ウィリアム・ブレイク
1757–1827 · グレートブリテン及びアイルランド連合王国 · ロマン主義
音声ガイド
ストーリー
ウィリアム・ブレイクはまず何よりも詩人として記憶されている。《虎》を書き、賛美歌《エルサレム》となった詩句を残した人物である。しかし本業は彫版師であり、書籍商のために他人のデザインを銅版に彫る仕事で生計を立てていた。ここに画家たちの列に名を連ねる理由がある。彼にとって素描と印刷は、詩が読者を得るよりずっと以前からの手仕事だった。

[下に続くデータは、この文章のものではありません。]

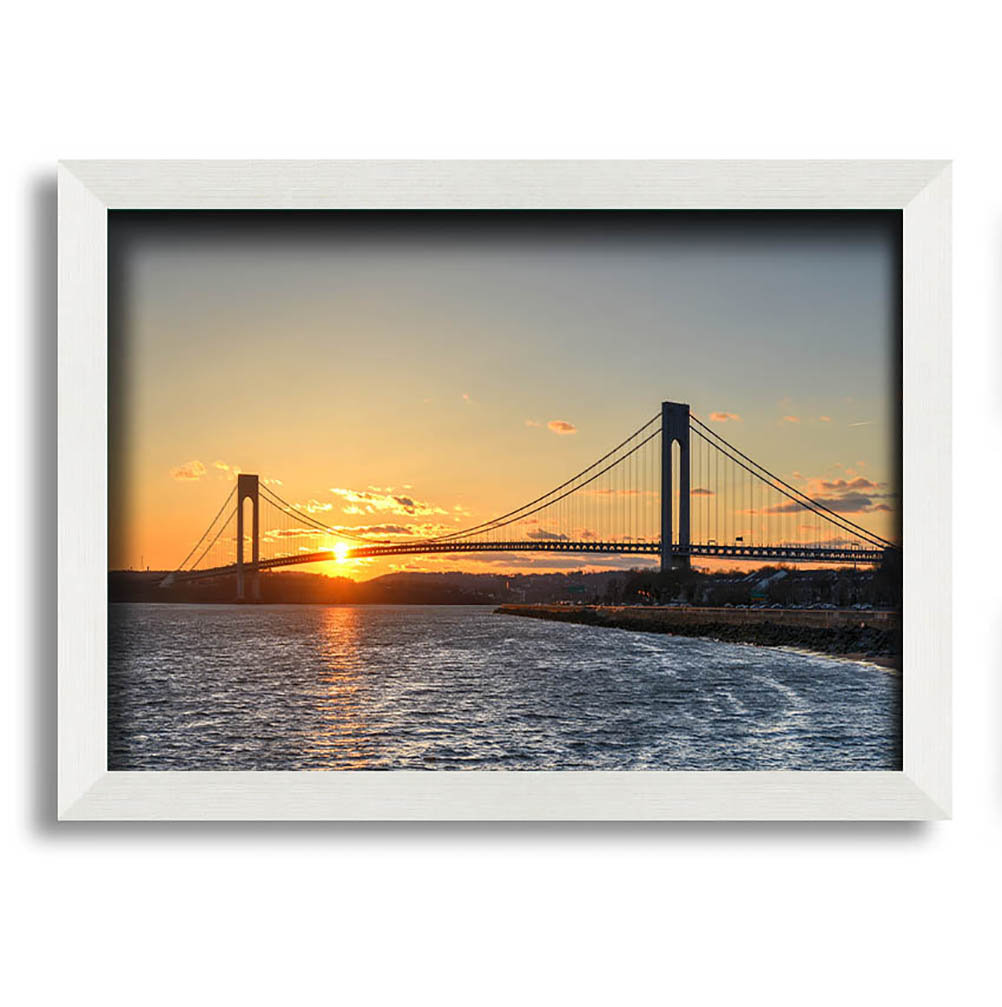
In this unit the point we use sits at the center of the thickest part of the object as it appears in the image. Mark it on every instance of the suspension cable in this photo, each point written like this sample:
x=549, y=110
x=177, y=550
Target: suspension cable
x=793, y=489
x=809, y=505
x=484, y=526
x=207, y=530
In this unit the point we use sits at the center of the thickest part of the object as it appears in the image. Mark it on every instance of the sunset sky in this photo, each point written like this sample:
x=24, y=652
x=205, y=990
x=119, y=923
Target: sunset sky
x=471, y=362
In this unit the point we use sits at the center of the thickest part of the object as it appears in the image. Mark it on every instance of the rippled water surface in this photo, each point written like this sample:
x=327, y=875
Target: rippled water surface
x=289, y=687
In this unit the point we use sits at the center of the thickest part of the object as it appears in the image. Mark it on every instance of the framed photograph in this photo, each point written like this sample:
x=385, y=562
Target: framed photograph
x=504, y=490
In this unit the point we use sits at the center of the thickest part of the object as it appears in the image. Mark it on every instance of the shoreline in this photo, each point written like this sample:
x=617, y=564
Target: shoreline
x=871, y=637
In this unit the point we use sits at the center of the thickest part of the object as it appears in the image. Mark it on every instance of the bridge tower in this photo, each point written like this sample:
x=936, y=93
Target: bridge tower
x=674, y=428
x=247, y=487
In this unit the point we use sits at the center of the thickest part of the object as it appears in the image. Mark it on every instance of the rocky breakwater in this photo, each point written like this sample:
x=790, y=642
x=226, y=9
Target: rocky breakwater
x=846, y=632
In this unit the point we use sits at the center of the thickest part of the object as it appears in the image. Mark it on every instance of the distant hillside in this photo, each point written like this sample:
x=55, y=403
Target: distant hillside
x=453, y=588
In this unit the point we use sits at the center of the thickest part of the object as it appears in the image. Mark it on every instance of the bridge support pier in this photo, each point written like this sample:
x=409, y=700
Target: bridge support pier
x=674, y=429
x=247, y=488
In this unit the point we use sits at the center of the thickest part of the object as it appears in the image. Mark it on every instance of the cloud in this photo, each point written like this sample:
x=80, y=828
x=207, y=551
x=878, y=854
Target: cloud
x=375, y=500
x=562, y=427
x=847, y=504
x=190, y=471
x=842, y=485
x=541, y=534
x=313, y=507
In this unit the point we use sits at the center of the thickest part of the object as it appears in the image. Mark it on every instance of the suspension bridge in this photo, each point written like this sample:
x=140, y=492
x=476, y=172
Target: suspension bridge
x=675, y=488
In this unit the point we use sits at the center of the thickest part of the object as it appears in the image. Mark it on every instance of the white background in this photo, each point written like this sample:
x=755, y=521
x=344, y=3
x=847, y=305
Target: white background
x=825, y=913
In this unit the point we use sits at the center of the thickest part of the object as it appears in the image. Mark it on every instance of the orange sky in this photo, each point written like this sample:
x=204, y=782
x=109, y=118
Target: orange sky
x=466, y=366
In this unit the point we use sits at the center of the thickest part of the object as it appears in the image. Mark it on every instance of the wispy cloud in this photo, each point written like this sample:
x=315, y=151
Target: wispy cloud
x=374, y=500
x=190, y=471
x=562, y=427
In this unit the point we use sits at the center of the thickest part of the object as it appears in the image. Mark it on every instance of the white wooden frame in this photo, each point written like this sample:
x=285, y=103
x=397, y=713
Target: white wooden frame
x=88, y=189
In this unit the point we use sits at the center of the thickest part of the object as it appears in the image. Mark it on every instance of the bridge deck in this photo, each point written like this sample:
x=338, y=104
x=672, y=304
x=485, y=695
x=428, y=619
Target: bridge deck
x=781, y=554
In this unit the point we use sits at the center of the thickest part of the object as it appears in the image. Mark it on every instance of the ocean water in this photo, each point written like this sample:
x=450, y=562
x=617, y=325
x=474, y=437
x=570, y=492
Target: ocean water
x=307, y=687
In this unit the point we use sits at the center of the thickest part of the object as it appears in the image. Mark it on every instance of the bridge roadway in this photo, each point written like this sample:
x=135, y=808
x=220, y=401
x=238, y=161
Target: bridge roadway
x=782, y=554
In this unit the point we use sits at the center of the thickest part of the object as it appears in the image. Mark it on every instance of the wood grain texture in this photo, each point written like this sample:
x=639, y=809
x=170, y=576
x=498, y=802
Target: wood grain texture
x=88, y=188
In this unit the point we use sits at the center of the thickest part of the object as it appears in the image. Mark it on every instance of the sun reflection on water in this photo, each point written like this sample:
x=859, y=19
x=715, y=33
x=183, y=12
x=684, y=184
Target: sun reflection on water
x=338, y=739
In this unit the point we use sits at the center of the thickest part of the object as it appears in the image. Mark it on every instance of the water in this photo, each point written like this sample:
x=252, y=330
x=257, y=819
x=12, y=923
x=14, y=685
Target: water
x=303, y=687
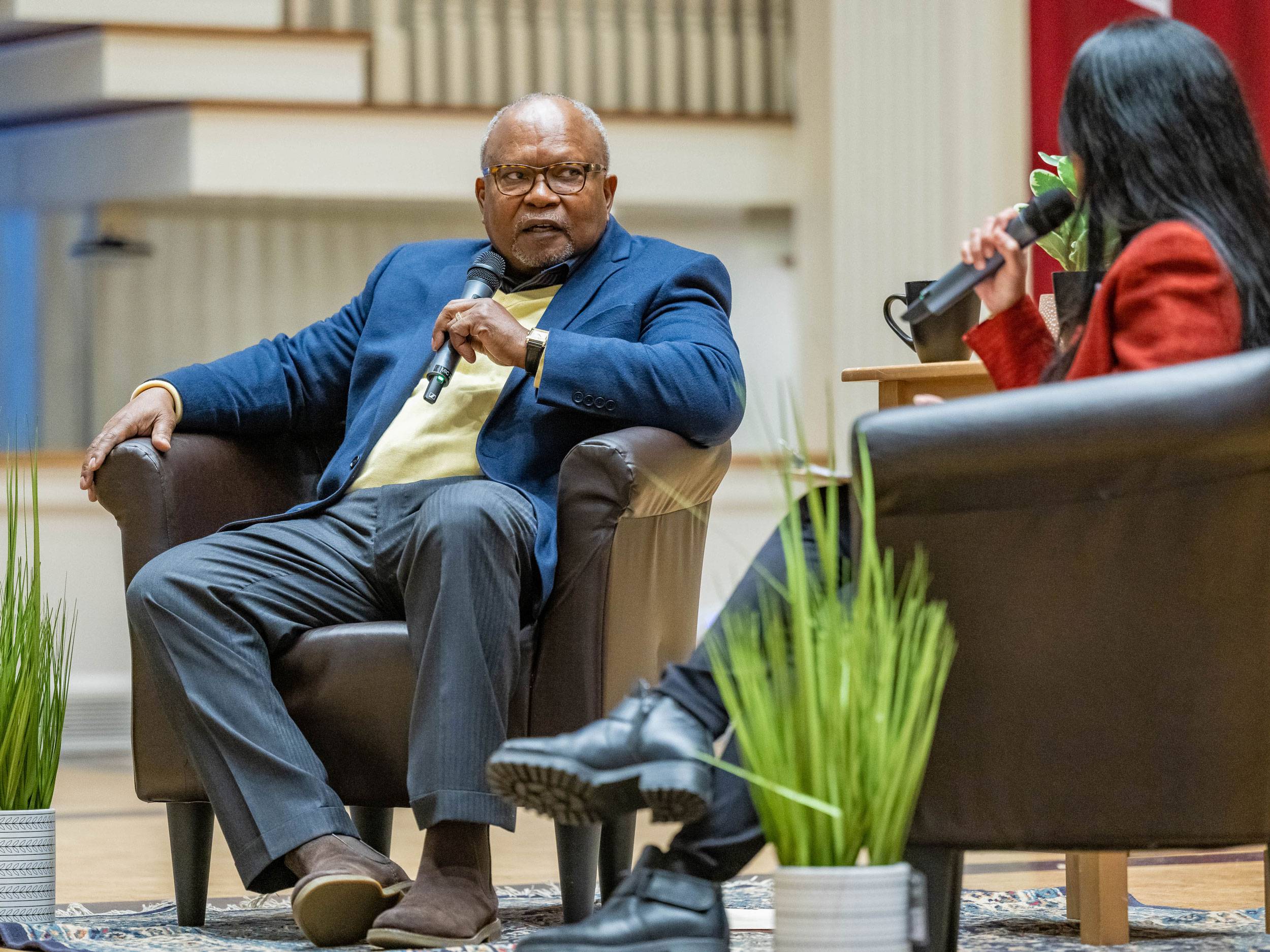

1788年頃、ロンドンでブレイクは「彩飾版画」と自ら呼ぶ手法を編み出した。当時の通常のやり方では、ある者が文章を書き、別の者が図案を描き、彫版師がそれを版に写し取るという分業がなされていたが、ブレイクはそのすべてを自分ひとりでこなした。耐酸性のワニスで文字と絵を直接銅版に描き、版を腐食させて図案を浮き彫りのように立ち上がらせ、刷り上げたのち、妻キャサリンとともに一枚一枚に手で彩色を施した。詩と図像は同じ版から生まれ、切り離すことのできないものだった――彼自身がそうあるべきだと考えた通りに。
それらはほとんど売れなかった。彩飾本はごく少部数を、忠実な一握りの後援者に売るのみで、多くの人々から狂人と見なされ、晩年は理解ある友人である画家ジョン・リンネルのために、ダンテの場面を描いた巨大な水彩画の制作に費やした。1827年8月、ロンドンで世を去ったが、臨終の床に居合わせた人々によれば、彼は最期の時間を、賛美歌や自作の歌を声高らかに歌いながら過ごしたという。